The three principal Panavision cameras were used to shoot the WWE star in the fire truck’s driver seat, both from within the vehicle and on its exterior. “We deployed two of our manned cameras inside the vehicle,” explains Boyd. “One could be between the front seats, aimed at John’s profile, another might be behind him, shooting forward through the windshield. The third camera was outside looking in. We put another steering wheel in on the right side so John didn’t actually drive the thing; it all went fast because we were handheld and not spending time switching out rigs.” In fact, their highly efficient machine averaged 86 setups per day, and wrapped nearly a full week early.
Boyd made an effort to subconsciously reinforce the public’s perception of Cena as a WWE champ. “John was a pro, totally up for this crazy schedule, so I tried to include references to the wrestling world. One sequence takes place on the roof of a hospital at night, and we made the helipad there look something like a wrestling ring.” The lighting package for the faux smackdown included tungsten [1200-watt Firestarter bulbs in Par cans and Maxi-Brutes] and daylight [18K, 12K, 4K and 1200 Par HMI] units, with electrical equipment provided by Panavision Dallas and New Orleans-based Available Lighting, Inc. The DP used Kodak Vision 2 500T 5218 throughout. “The higher speed got us a better stop, which helped when pulling focus,” he states. “Plus I like [having] one single grain structure for whole shows, even the green-screen. They tried to talk me down from that, but I’ve been around long enough to know that while you need to listen to everything people tell you, in the end you have to make your own choices.”

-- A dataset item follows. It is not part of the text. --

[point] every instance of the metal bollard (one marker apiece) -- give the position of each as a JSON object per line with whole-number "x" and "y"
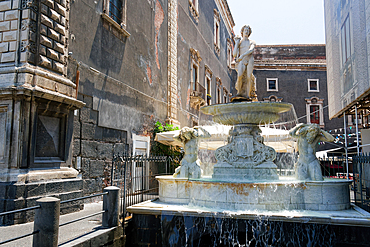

He describes one sequence where production considered spending upward of $200,000 to construct a freight elevator, which Boyd instead found inside a local hotel with a functioning lift. Two-dozen CGI elevator shaft set extensions [provided by Pixel Magic] made the four-story lift appear to be more than twenty stories up. The documentary style shooting complicated tracking of live-action, but also added a level of credibility not always found in big effect cuts. “The elevator scene had a lot of digital embellishments,” Harlin admits, “but we kept it realistic-looking so nobody would notice.”
More digital sleight-of-hand was used for the film’s climax. Pixel Magic’s Raymond McIntyre, Jr. helped design helicopter shots for the green-screen stage. One he developed shows Baxter launching himself out into space over a vertiginous drop from the hospital roof to catch hold of the helicopter’s landing skid. “We had the helicopter hover over the hospital,” McIntyre reveals. “The stunt man jumped [onto the skid] with the safety of the roof and crash pad a few feet below him. In post, we had that portion of the roof removed, [then] composited the side of the building so it appeared he jumped out over a 12-story drop.” McIntyre completed the vista with a city background plate, and facilitated the rest of the scene, which climaxes with the detective plunging safely into a pool before the helicopter explodes.
12 Rounds marks Renny Harlin’s fourth feature with the DI process. “I love it. It is a very essential part of cinematography now – to push highlights and create shadows in post – so you have license to not light everything perfectly.” Cinematographer Boyd worked with colorist Doug Delaney at Post Logic for two weeks. “When I color-timed it, I kept looking for a good spot to take a break and refresh our eyeballs,” the busy DP recalls. “But there was just no dead time, no breathing space. The film plays much like the way we made it, a juggernaut that just can’t be stopped.”